Giani and his brother Marco Respinto were born into their father's restaurant in New York’s Greenwich Village—Rocco's. Their father Giovanni Respinto is co-owner with his two sons in GianMarco’s, and often serves as host. Marco is the executive chef, and Giani, a chef himself, does a bit of everything, managing the restaurant including their catering business and beverage program. I have watched Marco’s sons, Joey and Michael grow up working in their father’s Homewood restaurant. From cleaning shrimp, peeling tomatoes and pitting olives—on both Saturdays and summers—to seating guests and waiting tables, this third generation of Respintos has learned the restaurant business.

GianMarco’s cuisine begins with the finest and freshest food, bought from reputable producers. The menu evolves as Marco “mixes and matches” flavors and ideas. And prices have remained the same for three years. “At GianMarco’s you can still get a white tablecloth meal and a glass of wine for $20,” Giani says proudly. “And in these economic times we are seeing more people splitting dishes. But we don’t mind.”

Arriving at 6:30 for our dinner reservations, the restaurant is already busting with every table filled. The ambience is comfortable fine dining. Our server eloquently describes tonight’s specials—and there are several. The Ahi Grade Yellow Fin Tuna, Bone In Veal Chop, and Louisiana Red Fish Creole tempt. But instead we opt for an appetizer special of Fried Zucchini, a Summer Salad, and an entrée filet of Yellow Edge Grouper. And from the regular dinner menu, we select a starter of Little Neck Clams and an entrée of Fettuccini Alfredo with Gulf Shrimp.

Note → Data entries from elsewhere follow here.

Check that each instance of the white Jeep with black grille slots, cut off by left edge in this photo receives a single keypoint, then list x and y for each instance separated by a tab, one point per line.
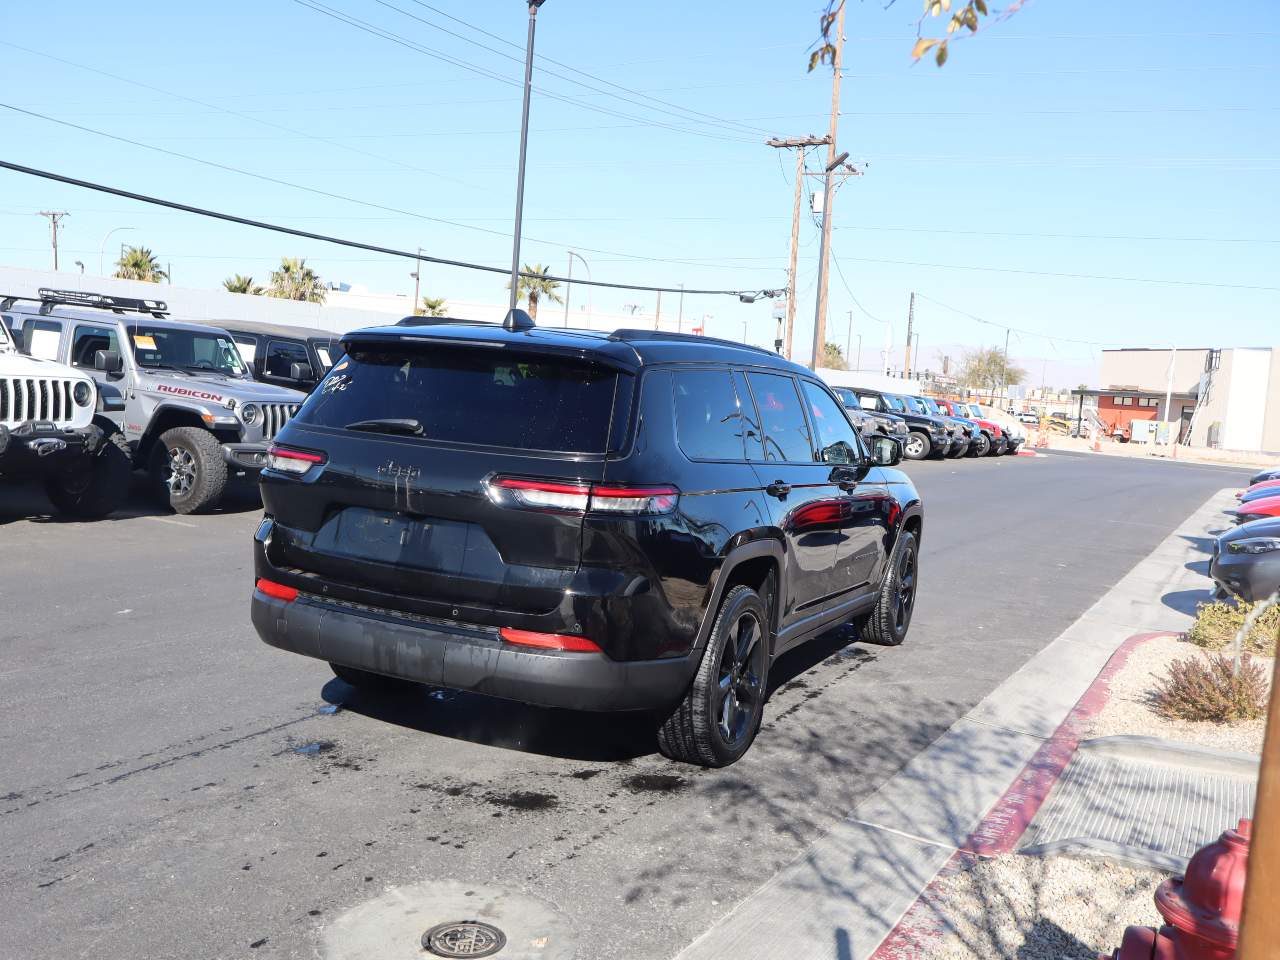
53	429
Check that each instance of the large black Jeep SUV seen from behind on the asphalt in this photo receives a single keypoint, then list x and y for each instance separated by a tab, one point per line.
628	522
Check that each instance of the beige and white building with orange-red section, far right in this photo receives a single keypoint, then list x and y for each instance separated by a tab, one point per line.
1227	399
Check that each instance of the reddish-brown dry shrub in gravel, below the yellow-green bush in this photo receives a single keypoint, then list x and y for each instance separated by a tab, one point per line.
1208	692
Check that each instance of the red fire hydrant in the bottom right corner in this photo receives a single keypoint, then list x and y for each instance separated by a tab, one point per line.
1201	911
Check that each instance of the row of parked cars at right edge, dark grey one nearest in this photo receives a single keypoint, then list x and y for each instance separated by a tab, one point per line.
1247	559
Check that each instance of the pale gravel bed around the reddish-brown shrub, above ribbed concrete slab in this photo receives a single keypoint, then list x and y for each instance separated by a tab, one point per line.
1130	712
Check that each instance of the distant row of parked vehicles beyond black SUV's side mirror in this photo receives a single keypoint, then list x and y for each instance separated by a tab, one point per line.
932	427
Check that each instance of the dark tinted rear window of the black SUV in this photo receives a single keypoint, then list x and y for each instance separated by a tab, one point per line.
476	396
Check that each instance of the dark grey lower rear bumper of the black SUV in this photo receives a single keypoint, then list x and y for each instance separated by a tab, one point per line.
464	657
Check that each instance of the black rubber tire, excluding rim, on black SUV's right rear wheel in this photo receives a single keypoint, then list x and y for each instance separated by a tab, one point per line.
692	734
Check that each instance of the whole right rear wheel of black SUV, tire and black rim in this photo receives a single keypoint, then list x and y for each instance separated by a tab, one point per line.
712	726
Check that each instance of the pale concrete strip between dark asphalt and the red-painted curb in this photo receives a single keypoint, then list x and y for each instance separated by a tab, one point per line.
847	893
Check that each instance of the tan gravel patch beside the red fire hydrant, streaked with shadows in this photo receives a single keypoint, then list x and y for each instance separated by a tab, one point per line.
1027	908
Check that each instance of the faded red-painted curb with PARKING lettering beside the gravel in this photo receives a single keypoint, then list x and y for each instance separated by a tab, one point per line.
1011	816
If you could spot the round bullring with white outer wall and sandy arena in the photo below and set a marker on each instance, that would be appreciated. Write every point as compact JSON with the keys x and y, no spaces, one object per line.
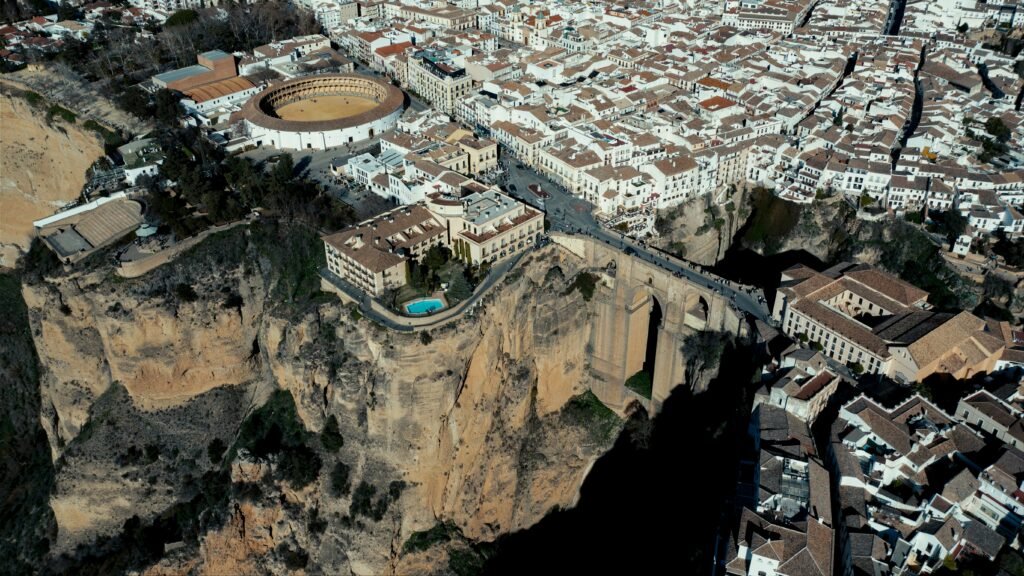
{"x":322,"y":112}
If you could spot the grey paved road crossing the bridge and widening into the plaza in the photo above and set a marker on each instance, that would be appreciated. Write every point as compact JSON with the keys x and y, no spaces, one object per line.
{"x":571,"y":215}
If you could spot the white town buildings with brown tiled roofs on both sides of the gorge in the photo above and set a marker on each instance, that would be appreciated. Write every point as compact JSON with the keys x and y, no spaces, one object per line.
{"x":902,"y":109}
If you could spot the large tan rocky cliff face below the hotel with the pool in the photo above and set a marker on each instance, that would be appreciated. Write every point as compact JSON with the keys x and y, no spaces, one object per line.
{"x":479,"y":426}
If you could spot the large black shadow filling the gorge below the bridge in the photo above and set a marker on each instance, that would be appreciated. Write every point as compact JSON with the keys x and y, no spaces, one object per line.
{"x":653,"y":504}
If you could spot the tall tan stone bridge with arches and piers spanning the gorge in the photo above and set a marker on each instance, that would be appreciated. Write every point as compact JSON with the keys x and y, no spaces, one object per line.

Dinner begins with fresh hot bread—dark and white.  From the extensive wine list we select a bottle of Suavia Soave Classico Covento 2005. The full-bodied white has a crisp acidity is light enough for this summer night and big enough for Italian fare. In our starter of Fried Zucchini,  fresh, fried Southern veggies marry well with Italian. Thin slivers of crisp and golden zucchini, drizzled with melted mozzarella cheese are piled high on a white platter beside a bowl of Marco’s Marinara. Next arrive the Summer Salad and Little Neck Clams. The salad is a mix of quartered yellow and red heirloom tomatoes, thinly sliced and diced cucumber and shaved red onion tossed in a light, crisp acidic dressing. And the Little Neck Clams—of perfect medium size—are gorgeous, tender and not chewy, with added flavor derived from their cooking companions of white wine, basil, garlic and chili.

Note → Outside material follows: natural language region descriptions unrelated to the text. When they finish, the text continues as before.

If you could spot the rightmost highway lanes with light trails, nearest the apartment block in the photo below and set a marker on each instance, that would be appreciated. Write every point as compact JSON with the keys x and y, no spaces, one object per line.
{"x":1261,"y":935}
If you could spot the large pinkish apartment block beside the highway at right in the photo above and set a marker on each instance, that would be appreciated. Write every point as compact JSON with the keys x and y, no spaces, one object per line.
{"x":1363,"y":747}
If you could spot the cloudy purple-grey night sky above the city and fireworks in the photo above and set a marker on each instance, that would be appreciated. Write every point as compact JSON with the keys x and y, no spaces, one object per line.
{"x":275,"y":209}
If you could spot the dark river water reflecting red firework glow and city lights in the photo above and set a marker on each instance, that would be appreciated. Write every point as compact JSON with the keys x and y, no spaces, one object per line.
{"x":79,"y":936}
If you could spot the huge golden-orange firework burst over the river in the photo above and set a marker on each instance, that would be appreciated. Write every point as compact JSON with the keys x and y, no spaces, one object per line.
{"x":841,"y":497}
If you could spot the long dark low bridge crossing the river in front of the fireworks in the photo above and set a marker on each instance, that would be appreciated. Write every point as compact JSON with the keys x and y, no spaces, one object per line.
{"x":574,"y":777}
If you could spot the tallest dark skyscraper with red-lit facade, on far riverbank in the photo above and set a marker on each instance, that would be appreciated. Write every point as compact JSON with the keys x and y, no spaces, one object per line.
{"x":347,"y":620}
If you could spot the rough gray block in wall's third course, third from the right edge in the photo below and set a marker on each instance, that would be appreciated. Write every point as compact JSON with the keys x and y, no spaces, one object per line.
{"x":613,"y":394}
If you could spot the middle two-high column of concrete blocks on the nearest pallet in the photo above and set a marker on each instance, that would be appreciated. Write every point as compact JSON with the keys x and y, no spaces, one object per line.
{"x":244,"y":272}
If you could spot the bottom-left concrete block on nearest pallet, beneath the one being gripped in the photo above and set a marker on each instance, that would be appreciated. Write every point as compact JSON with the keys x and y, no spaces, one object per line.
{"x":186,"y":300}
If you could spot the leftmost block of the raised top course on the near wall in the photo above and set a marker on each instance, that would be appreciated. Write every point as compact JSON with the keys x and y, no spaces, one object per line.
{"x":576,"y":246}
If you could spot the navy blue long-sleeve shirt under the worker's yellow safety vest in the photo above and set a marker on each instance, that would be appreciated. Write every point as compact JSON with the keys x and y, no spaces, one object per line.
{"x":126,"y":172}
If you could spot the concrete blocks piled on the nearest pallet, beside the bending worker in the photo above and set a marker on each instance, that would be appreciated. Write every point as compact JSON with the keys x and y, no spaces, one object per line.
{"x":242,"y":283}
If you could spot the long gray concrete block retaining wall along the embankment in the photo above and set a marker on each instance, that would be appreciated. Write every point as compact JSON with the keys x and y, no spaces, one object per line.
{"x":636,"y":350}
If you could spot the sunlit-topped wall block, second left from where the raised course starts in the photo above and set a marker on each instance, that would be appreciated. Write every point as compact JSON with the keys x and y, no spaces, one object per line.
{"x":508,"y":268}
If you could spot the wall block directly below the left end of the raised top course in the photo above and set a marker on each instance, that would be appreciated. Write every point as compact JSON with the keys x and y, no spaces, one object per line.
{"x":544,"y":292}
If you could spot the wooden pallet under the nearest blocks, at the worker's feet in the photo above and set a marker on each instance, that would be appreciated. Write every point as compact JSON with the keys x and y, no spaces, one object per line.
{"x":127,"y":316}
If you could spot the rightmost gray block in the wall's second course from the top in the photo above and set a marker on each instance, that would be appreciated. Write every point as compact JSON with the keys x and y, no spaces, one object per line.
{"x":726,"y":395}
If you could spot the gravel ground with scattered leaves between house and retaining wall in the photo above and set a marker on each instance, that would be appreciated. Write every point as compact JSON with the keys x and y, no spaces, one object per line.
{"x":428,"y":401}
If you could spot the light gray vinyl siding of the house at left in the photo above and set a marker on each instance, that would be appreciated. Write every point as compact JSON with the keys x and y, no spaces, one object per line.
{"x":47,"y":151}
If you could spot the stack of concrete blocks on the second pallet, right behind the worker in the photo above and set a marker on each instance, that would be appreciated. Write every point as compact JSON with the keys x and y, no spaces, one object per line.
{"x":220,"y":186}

As guests depart, Joey and Michael quickly transform tables in size and shape to accommodate the next reservation. A server sets these tables and hand polishes the stemware. Others dash about delivering the steaming plates of pasta—just as I recalled—and a new addition of an Italian style black, lidded, hot pot.

Soon our own steaming entrees arrive to the table. The seared Yellow Edge Grouper is top quality, filled with flavor, tender and moist. It rises above a bed of dark black linguine dotted with tasty cuttlefish and tender clams with gorgeous shells. And the black linguine has a unique richness that lays the foundation for this serious fish dish. The Fettuccini Alfredo with Gulf Shrimp is as good as Italian gets. Ribbons of fettuccini tossed in Alfredo fill the plate. There is a delicate and obvious balance of sauce to pasta ratio, which allows the pasta’s Old World texture and earthy flavors to shine though, rather than being drowned in sauce. This rich white sauce adheres to each noodle, synthesizing both the structure and flavors of each. Large, beautiful, pink Gulf Shrimp—simply sautéed with butter, salt and pepper—crown the pasta. I have never before tasted shrimp as full of flavor and cooked to such perfection. Every bite of this delicious dish comforts my soul and fulfills my appetite.

The desserts at GianMarco’s are also divine. Memories of GianMarco’s Granny Apple Pinwheel bring us back for more. This large handmade crust is filled with tender apples baked until golden and topped with caramel sauce and cinnamon ice cream.

As we depart not only is every table in the dining room filled, so are the tables in the bar as well as the bar stools. Call ahead for reservations because “Pasta does not wait for people” at GianMarco’s!